ECLI:NL:GHLEE:2002:AE0159
Gerechtshof Leeuwarden
- Eerste aanleg - enkelvoudig
- F.J.W. Drion
- Rechtspraak.nl
Aftrekbaarheid van beloning aan echtgenote voor consignatiediensten in de inkomstenbelasting
In deze zaak gaat het om de aftrekbaarheid van een beloning die belanghebbende aan zijn echtgenote heeft toegekend voor het vervullen van consignatiediensten in het jaar 1993. Belanghebbende was voor dat jaar aangeslagen naar een belastbaar inkomen van f.154.797,--. De inspecteur handhaafde de aanslag na bezwaar, waarop belanghebbende in beroep ging. De zaak werd behandeld door het Gerechtshof te Leeuwarden, dat op 8 maart 2002 uitspraak deed.

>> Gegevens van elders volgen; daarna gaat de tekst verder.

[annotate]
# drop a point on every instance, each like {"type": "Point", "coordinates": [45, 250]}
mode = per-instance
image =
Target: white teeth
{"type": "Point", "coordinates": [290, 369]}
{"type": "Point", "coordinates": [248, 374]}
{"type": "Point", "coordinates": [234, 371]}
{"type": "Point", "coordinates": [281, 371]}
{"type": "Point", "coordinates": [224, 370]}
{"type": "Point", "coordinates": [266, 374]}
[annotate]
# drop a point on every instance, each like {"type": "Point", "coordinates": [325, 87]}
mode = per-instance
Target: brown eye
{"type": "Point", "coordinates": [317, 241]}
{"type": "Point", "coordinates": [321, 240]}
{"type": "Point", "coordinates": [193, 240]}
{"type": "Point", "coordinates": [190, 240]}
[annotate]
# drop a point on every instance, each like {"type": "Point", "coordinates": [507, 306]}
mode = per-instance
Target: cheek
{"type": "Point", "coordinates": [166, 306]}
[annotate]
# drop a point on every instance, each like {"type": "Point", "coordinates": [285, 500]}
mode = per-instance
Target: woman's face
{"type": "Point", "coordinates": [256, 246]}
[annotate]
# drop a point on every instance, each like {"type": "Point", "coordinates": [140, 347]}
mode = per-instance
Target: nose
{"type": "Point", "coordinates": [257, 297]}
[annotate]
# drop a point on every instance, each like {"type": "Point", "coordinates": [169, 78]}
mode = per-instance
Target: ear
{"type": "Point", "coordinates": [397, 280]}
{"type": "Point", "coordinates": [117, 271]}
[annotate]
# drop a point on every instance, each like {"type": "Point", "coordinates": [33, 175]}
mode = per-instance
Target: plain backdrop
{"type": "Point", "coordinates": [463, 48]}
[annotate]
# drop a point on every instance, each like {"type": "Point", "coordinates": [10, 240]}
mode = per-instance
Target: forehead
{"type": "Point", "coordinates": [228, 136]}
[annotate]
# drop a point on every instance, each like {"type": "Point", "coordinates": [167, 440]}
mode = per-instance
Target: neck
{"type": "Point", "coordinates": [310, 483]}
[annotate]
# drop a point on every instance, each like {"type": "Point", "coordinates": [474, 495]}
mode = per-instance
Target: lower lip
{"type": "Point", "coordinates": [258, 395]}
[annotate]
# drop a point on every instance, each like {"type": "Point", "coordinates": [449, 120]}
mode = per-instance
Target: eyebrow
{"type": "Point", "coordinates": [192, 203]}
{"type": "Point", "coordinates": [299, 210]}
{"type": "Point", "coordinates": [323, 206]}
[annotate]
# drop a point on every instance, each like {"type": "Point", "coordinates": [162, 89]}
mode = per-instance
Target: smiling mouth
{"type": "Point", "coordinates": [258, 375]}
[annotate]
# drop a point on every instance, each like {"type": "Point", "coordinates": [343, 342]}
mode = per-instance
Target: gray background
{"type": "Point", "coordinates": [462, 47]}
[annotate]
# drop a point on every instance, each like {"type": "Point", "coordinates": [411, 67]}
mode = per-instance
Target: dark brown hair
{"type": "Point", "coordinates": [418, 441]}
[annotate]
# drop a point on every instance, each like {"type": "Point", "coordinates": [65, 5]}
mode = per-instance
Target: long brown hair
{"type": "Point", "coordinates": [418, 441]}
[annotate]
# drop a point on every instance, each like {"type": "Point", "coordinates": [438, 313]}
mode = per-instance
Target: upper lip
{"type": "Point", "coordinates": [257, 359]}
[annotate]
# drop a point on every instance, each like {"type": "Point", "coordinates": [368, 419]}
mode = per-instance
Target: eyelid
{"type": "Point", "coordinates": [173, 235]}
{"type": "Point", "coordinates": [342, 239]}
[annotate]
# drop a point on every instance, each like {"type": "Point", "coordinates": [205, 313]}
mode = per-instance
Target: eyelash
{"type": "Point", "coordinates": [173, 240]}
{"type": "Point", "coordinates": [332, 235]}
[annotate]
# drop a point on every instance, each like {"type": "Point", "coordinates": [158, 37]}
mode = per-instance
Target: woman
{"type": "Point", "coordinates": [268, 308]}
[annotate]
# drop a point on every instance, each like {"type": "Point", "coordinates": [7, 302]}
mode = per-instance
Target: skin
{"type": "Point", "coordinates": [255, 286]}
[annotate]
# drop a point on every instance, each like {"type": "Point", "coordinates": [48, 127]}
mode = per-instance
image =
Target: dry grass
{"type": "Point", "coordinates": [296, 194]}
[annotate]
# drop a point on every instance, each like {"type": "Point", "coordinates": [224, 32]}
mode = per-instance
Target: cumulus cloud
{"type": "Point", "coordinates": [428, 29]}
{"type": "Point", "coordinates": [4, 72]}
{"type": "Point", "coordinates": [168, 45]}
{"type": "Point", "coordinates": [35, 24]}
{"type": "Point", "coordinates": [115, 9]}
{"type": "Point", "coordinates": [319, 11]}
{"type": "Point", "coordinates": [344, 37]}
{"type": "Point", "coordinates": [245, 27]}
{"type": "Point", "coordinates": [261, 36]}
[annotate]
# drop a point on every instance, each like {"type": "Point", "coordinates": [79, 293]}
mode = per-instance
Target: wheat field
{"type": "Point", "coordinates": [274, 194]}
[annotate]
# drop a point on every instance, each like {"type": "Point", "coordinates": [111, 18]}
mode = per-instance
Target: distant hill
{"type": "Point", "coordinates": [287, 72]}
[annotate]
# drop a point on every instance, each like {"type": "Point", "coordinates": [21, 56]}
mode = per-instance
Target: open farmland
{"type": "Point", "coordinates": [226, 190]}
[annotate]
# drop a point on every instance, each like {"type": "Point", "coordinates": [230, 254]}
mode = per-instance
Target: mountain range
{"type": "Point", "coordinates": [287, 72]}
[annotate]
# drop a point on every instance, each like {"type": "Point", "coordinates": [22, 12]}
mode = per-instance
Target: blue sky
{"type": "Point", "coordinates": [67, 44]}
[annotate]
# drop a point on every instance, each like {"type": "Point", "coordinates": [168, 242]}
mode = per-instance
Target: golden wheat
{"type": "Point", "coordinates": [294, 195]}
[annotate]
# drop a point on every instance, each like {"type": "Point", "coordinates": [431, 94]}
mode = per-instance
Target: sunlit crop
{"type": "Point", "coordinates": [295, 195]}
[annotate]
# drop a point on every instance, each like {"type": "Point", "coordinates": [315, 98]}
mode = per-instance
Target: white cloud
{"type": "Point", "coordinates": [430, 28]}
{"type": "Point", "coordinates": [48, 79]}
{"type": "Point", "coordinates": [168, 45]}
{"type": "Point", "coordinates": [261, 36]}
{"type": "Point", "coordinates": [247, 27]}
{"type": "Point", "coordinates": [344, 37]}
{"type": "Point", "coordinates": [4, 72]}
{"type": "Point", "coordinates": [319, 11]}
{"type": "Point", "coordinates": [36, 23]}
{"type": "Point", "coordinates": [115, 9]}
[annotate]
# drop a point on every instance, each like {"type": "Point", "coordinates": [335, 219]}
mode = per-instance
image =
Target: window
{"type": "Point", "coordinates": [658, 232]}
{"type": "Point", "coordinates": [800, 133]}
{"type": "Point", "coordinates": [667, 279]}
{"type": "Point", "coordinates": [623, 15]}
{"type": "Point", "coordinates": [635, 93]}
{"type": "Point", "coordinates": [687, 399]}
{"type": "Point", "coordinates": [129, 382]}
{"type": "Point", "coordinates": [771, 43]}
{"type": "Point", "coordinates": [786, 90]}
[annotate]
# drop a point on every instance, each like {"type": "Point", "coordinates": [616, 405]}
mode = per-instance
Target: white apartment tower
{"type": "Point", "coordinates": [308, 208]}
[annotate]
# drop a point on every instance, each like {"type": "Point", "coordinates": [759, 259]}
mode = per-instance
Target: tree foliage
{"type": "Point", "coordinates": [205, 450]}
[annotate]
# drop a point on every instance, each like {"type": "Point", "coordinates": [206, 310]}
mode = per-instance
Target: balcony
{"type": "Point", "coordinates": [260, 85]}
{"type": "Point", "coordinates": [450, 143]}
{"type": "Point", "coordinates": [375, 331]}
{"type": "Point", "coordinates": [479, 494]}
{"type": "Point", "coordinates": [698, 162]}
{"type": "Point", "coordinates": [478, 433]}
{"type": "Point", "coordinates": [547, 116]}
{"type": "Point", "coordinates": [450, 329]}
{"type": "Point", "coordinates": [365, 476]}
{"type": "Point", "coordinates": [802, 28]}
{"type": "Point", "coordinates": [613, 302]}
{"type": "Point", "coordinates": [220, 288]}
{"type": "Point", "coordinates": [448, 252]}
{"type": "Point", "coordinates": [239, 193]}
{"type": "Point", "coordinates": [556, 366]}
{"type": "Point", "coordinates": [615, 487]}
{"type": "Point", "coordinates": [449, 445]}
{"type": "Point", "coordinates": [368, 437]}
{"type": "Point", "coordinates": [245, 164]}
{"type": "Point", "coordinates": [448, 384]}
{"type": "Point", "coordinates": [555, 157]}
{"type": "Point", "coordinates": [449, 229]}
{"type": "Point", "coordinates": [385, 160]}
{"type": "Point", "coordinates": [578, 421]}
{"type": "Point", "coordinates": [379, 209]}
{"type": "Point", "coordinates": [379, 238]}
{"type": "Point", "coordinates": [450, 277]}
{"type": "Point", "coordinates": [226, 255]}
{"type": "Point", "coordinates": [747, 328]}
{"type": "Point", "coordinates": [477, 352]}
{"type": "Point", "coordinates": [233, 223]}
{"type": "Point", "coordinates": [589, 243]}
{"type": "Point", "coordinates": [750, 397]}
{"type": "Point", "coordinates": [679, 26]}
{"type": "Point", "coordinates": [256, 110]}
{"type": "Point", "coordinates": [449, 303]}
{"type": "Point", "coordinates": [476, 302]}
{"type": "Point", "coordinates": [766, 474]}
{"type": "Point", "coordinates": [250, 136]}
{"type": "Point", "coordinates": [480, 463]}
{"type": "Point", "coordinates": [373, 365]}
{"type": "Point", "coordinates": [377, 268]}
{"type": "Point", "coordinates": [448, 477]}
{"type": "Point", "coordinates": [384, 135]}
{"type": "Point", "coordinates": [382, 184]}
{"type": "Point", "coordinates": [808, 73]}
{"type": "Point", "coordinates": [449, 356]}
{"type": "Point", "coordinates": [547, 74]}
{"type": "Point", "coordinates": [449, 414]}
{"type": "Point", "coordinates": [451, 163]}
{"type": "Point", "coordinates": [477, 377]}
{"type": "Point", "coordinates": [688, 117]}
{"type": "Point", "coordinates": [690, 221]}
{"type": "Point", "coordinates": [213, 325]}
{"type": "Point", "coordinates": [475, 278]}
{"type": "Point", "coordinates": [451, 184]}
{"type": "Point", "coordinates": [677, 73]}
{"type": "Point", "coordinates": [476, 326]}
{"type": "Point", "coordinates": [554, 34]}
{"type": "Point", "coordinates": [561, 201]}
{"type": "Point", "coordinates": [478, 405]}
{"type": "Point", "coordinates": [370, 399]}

De feiten van de zaak zijn als volgt: belanghebbende had een dienstbetrekking bij A B.V. en ontving een loon van f.154.165,--. Zijn echtgenote zorgde ervoor dat hij bereikbaar was tijdens consignatiediensten, waarvoor hij haar een beloning van f.50.272,-- toekende. Dit bedrag wilde hij als aftrekbare kosten opvoeren in zijn aangifte inkomstenbelasting.
De inspecteur verhoogde het belastbaar inkomen van belanghebbende met het bedrag van de beloning aan zijn echtgenote en stelde dat deze beloning niet als aftrekbare kosten kon worden aangemerkt. Het hof oordeelde dat de prestaties van de echtgenote binnen de marge van hetgeen zij krachtens de huwelijksverhouding aan haar echtgenoot verschuldigd was, vielen. De beloning kon daarom niet als aftrekbare kosten worden aangemerkt. Belanghebbende stelde dat hij op basis van eerdere communicatie van de inspecteur erop had vertrouwd dat de beloning wel aftrekbaar zou zijn, maar het hof oordeelde dat er geen redelijke grond was voor dit vertrouwen. Het beroep van belanghebbende werd ongegrond verklaard.
De uitspraak van het hof bevestigt dat de beloning aan de echtgenote niet als aftrekbare kosten kan worden aangemerkt, en dat de inspecteur geen onterecht vertrouwen heeft gewekt bij belanghebbende. De proceskosten werden niet toegewezen, aangezien het hof geen termen aanwezig achtte voor een veroordeling in de proceskosten.